A voice response systems credibility deals with the level of comfort or safeness a visitor experiences with the system. Credibility means that users believe what they hear and can trust the information is correct and that the people running the voice response system are trustworthy. Credibility also deals with the seriousness with which callers take the system. This is a challenging area because so much of this information is qualitative and based on subjectivity. Nonetheless, we have established many metrics on the subject and mix a good bit of quantitative analysis with the qualitative.
Here, we tackle system persona, anthropomorphism (the imbuing of human characteristics onto an inanimate object), machine-centric versus caller-centric behavior, chatty discourse, politeness and tone of dialog. The results from surveying these issues are provocative. Whats really interesting is the prospect of de-hyping persona and getting down to what works and what doesnt work. Other important aspects of credibility deal with the timeliness of information, consistency of voices (talent), diction, accents, gender, predictability and one of my favorites: dead ends or endless loops.
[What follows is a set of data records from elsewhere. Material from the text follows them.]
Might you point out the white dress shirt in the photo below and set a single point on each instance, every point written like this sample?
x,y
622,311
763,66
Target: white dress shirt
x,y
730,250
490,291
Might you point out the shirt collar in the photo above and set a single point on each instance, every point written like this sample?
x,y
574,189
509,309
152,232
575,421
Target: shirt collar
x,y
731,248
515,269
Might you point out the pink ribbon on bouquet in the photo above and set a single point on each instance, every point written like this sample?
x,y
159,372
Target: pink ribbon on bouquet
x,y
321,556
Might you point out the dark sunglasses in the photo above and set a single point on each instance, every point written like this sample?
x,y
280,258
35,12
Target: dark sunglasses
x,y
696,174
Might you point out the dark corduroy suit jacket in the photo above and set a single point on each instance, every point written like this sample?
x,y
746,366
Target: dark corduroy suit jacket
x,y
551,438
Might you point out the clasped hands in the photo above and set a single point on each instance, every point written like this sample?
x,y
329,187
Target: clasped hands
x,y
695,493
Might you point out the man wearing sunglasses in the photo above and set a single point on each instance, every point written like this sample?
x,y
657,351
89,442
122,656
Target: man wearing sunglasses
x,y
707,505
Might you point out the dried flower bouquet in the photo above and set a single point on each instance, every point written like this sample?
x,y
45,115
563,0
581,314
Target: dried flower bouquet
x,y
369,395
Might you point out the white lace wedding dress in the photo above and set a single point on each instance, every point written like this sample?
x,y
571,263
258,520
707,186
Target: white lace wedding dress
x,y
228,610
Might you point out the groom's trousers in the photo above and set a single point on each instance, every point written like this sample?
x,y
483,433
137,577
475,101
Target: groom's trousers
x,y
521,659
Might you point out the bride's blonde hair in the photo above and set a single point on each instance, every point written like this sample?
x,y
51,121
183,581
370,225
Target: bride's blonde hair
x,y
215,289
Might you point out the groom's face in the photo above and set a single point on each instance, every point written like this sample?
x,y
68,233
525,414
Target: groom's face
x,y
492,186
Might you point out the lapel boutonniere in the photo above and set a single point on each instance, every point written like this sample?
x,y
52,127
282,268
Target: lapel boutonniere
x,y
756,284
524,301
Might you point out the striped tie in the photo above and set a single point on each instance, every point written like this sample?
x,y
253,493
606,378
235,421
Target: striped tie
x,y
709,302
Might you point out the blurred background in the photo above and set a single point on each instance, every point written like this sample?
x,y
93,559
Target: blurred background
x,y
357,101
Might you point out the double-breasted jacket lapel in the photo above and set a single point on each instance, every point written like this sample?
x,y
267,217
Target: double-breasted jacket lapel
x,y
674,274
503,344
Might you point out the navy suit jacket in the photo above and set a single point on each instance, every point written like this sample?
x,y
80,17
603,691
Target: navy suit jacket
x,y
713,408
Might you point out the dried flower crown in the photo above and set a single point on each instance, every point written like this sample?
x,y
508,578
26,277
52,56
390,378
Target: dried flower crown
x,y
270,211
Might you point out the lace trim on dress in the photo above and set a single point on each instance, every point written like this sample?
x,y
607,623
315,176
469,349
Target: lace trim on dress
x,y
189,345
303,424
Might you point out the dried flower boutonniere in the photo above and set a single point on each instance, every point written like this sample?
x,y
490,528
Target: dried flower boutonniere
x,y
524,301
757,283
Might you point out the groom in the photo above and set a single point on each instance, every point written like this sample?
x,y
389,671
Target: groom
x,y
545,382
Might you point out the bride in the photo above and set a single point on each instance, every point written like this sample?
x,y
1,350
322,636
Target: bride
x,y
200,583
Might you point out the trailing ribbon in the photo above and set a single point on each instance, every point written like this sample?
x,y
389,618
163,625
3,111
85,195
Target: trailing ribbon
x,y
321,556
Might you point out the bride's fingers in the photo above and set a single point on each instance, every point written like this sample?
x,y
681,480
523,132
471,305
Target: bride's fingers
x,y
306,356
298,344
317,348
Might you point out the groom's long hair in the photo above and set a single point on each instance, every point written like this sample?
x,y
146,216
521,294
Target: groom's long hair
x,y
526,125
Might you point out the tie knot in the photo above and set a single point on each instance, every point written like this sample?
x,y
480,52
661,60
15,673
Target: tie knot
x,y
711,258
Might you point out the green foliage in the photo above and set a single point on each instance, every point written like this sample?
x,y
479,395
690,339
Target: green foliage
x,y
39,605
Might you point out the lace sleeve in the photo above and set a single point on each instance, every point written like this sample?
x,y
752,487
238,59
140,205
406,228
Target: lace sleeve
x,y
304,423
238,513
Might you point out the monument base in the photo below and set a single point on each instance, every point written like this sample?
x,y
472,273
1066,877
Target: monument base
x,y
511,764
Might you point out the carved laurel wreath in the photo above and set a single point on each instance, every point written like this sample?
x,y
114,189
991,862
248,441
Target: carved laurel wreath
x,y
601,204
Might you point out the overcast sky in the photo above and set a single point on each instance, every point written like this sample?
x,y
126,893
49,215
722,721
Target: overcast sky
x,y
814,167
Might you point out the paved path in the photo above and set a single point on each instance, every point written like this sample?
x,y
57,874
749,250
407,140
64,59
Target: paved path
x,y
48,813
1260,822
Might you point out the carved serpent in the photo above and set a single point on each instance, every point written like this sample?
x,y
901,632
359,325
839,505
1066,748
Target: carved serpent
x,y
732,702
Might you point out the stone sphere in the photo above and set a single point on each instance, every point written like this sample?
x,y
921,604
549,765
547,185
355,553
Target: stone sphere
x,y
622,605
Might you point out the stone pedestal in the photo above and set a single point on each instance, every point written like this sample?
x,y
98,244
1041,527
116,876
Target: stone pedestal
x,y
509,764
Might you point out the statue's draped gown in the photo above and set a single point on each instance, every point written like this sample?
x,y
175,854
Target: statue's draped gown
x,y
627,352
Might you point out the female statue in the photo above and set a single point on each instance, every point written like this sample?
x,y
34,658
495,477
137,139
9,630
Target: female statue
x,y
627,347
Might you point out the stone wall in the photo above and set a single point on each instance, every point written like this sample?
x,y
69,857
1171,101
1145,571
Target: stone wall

The example question here deals with apologies and blame. Callers were asked to give their impression on one scale (a score of one) whether the machine was overly apologetic or on the other (a score of 10), the machine seemed to blame the caller for mistakes. Surprisingly, most respondents recorded a score of five or above, which means that the majority of systems tend to blame callers for mistakes. To be fair, less than one percent recorded an answer of 10 so its not all that terrible. But what this suggests is that too many systems take out their own failures on the caller. Clearly, blame is no incentive for callers to use automation.